Apparently, of the 81 PRS patients observed in the “Physiologic and clinical benefits” study, only 7 received NRS.

Thus, it turns out that the “Continuous Positive Airway Pressure” study is based on the use of CPAP for a total of only 9 patients. This is not a large sample size of patients. Therefore, the “Continuous Positive Airway Pressure” study cites the “Physiologic and clinical benefits” study for support. However, the “Physiologic and clinical benefits” study is itself based on only 7 patients who received NRS. This is quite disturbing.

From a salesman one expects a hard sell; a physician however is supposed to present substantial medical evidence, as well as full and honest disclosure of any accompanying health risks. The “Continuous Positive Airway Pressure” study which Dr.

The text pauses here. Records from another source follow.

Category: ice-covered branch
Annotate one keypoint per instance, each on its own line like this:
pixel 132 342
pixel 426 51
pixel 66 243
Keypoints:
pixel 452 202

Abadie wrote, and which she shared with L’Assurance Maladie, contains neither.

Once again, unless one takes the time to carefully read these CPAP studies, one might incorrectly assume that the “Continuous Positive Airway Pressure” study and the “Physiologic and clinical benefits” study together provide definitive and generalizable conclusions on the efficacy and even safety of providing NRS/CPAP to children suffering from Pierre Robin Sequence. However, they do not. The TPP treatment, on the other hand, rests upon a solid foundation of medical evidence, including peer reviewed medical studies which observed not 9 patients or 7 patients but literally hundreds of patients, spanning over a decade. These were babies whose Pierre Robin Sequence was successfully and safely treated with the TPP technique, requiring hospitalization periods typically ranging in the weeks, not months. These peer reviewed TPP medical studies include:

“Treatment of infants with Syndromic Robin sequence with modified palatal plates: a minimally invasive treatment option”; “Multicenter study on the effectiveness of the pre-epiglottic baton plate for airway obstruction and feeding problems in Robin sequence”; “Initial treatment and early weight gain of children with Robin Sequence in Germany: a prospective epidemiological study”; “Functional treatment of airway obstruction and feeding problems in infants with Robin sequence”; “Treatment of Upper Airway Obstruction and Feeding Problems in Robin-Like Phenotype”; “An Oral Appliance With Velar Extension for Treatment of Obstructive Sleep Apnea in Infants With Pierre Robin Sequence”; and more.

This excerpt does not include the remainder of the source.